Have you ever wondered why nowadays, your soda bottle might have a slightly darker tint to it instead of it’s usually pristine, clear appearance? This observation can be explained by eco-friendly packaging being employed by the company you purchased your soda bottle from. All companies should adopt an eco-friendly way of packaging their products because it reduces a company’s carbon footprint, markets companies in a progressive light, and increases sales.

Oftentimes, a company’s success is not established solely off of the quality of a product; brand image and ethical production are heavily influencing factors. According to Harvard Business Law, customers have been purchasing sustainable goods more often in the last several years; Kronthal-Sacco and Whelan include the foreseeable trend that sustainable brands “speak to consumers’ interest in aligning their shopping with their values” (Kronthal-Sacco and Whelan 8), which advocates for the company’s awareness of global warming and offers the customers piece of mind, as they can readily support a corporation that is making a change to better the Earth. In cohesion with the aforementioned quote, Harvard Business Law also pitches a slightly different claim that has a similar, underlying message; the authors include the fact that consumers “are voting with their dollars — against unsustainable brands” (Kronthal-Sacco and Whelan 7), alluding to the notion that sustainability is in and careless production habits are out. Despite sustainability making a company more appealing to consumers, it serves a greater purpose than just this.

While sustainability paints the image of a proactive company, it is truly more beneficial behind the scenes; eco-friendly packaging increases sales exponentially. According to Tensie Whelan and Randi Kronthal-Sacco, “products marketed as sustainable grew 5.6 times faster than those that were not” (Kronthal-Sacco and Whelan 3); popularity amongst eco-friendly products is in direct correlation with their sales. In addition to the increased popularity amongst sustainably produced and packaged materials, eco-friendly goods are also experiencing increased sales that account for a large majority of the producer-consumer market. In the same Harvard Business Law article, it it mentioned that “50% of CPG growth from 2013 to 2018 came from sustainability-marketed products” (Kronthal-Sacco and Whelan 2); this statistic goes back to the same trend of growth between popularity and sales, the relation between the two being eco-friendly production. With all economic focus aside, sustainability on a company’s behalf does a lot for the bigger picture of reversing global warming.

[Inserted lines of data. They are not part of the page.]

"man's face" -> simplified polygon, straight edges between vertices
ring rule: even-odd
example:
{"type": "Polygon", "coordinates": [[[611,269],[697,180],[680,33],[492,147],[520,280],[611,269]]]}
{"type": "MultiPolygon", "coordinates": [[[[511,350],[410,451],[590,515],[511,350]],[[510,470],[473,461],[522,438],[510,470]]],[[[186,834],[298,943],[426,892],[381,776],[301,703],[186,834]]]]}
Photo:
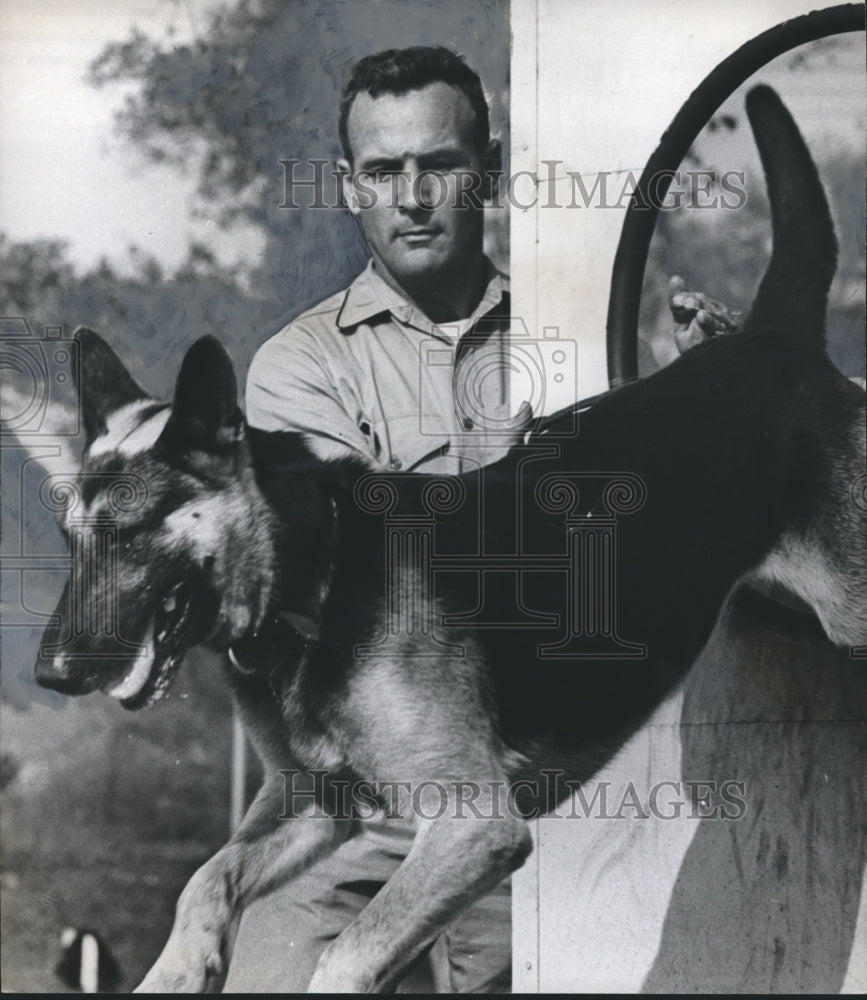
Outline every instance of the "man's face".
{"type": "Polygon", "coordinates": [[[399,285],[454,273],[482,252],[482,171],[494,144],[483,154],[474,126],[469,101],[446,83],[352,103],[346,202],[399,285]]]}

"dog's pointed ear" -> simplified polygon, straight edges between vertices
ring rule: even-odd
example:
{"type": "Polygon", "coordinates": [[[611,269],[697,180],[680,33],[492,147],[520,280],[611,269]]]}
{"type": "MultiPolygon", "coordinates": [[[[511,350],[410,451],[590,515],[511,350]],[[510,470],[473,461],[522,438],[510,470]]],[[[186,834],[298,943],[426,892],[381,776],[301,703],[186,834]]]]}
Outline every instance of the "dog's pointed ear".
{"type": "Polygon", "coordinates": [[[243,429],[232,360],[216,337],[202,337],[181,365],[159,445],[174,452],[223,451],[237,444],[243,429]]]}
{"type": "Polygon", "coordinates": [[[99,334],[82,327],[76,330],[75,339],[80,363],[73,368],[73,377],[85,436],[92,441],[105,433],[106,421],[115,410],[149,397],[99,334]]]}

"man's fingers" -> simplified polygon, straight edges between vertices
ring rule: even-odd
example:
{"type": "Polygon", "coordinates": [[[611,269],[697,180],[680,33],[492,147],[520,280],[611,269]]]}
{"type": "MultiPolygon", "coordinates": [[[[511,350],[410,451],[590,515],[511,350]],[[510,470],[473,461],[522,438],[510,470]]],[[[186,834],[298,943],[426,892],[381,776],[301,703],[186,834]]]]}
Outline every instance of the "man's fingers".
{"type": "Polygon", "coordinates": [[[689,296],[683,278],[679,274],[672,275],[668,281],[668,307],[678,323],[688,323],[692,318],[690,307],[687,305],[689,296]]]}
{"type": "Polygon", "coordinates": [[[533,407],[525,400],[518,407],[518,412],[509,417],[506,427],[510,433],[509,447],[512,448],[516,444],[525,443],[525,439],[529,436],[531,431],[531,424],[533,423],[533,407]]]}
{"type": "Polygon", "coordinates": [[[683,354],[704,340],[730,333],[734,329],[736,327],[728,316],[721,316],[707,309],[698,309],[689,323],[680,323],[675,327],[674,339],[677,349],[683,354]]]}
{"type": "Polygon", "coordinates": [[[518,412],[513,416],[509,417],[509,427],[520,430],[526,427],[527,424],[533,419],[533,407],[524,400],[523,403],[518,407],[518,412]]]}
{"type": "Polygon", "coordinates": [[[677,327],[674,331],[674,342],[677,344],[677,349],[681,354],[707,339],[708,335],[695,320],[692,323],[677,327]]]}
{"type": "Polygon", "coordinates": [[[707,309],[698,310],[695,314],[695,322],[709,336],[713,336],[713,334],[722,329],[722,324],[718,317],[712,312],[708,312],[707,309]]]}
{"type": "Polygon", "coordinates": [[[709,301],[695,314],[698,325],[708,334],[733,333],[738,325],[731,313],[719,302],[709,301]]]}
{"type": "MultiPolygon", "coordinates": [[[[673,287],[670,285],[670,288],[673,287]]],[[[734,315],[716,299],[701,292],[690,292],[685,289],[670,291],[669,308],[675,323],[688,326],[697,322],[708,334],[734,333],[737,320],[734,315]]]]}
{"type": "Polygon", "coordinates": [[[681,278],[679,274],[673,274],[668,279],[668,296],[671,298],[676,292],[685,292],[686,282],[681,278]]]}
{"type": "Polygon", "coordinates": [[[675,292],[669,299],[675,323],[690,323],[703,305],[703,296],[695,292],[675,292]]]}
{"type": "MultiPolygon", "coordinates": [[[[665,365],[674,355],[683,354],[696,344],[724,333],[735,333],[738,329],[734,315],[716,299],[703,292],[693,292],[679,275],[673,275],[668,282],[668,306],[674,319],[674,340],[667,341],[669,347],[663,351],[661,344],[654,344],[653,354],[658,364],[665,365]],[[660,357],[665,354],[665,357],[660,357]]],[[[656,338],[664,342],[664,337],[656,338]]]]}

Increased sales and publicity are fantastic results of sustainability, but what really counts is the effectiveness in reducing a company’s carbon footprint. Global warming, a gradual increase in the Earth’s temperature accredited to the burning of fossil fuels, needs to be reversed in order for humanity to continue to thrive and progress in a constructive direction; but this will not happen if large corporations continue to neglect the option of eco-friendly packaging and general sustainability. According to Swiftpak, a package supplier that produces eco-friendly packaging, “[with] the vast amount of CO2 produced when manufacturing products, companies contribute massively to global warming” (Swiftpak 2); increased carbon emissions is a leading cause of global warming, and with an option that is so environmentally safe, companies that hang on to the idea of traditional packaging are completely neglecting our planet. On a different note, Swiftpak also included a fact that has a parallel meaning, but a more hopeful connotation; it reads “[recyclable packaging material] uses less energy and produces less pollution than making more packaging materials from scratch.” (Swiftpak 14). In an effort to reduce, reuse, and recycle (and save our planet), Swiftpak advocates for a change in large corporations and calls out companies that remain neutral in the fight to reverse global warming.

With all clear benefits outlined, I turn the conversation back to large corporations. Is it so complicated to convert to eco-friendly packaging? Is it disdainful to fight global warming in a noninvasive way that is as undeniably simple as switching from environmentally-taxing packaging to eco-friendly packaging? Is it so hard to try to reserve our Earth by doing something so simple? So doable? It is not. It is time for dominating companies to make a change. For the well-being of our Earth.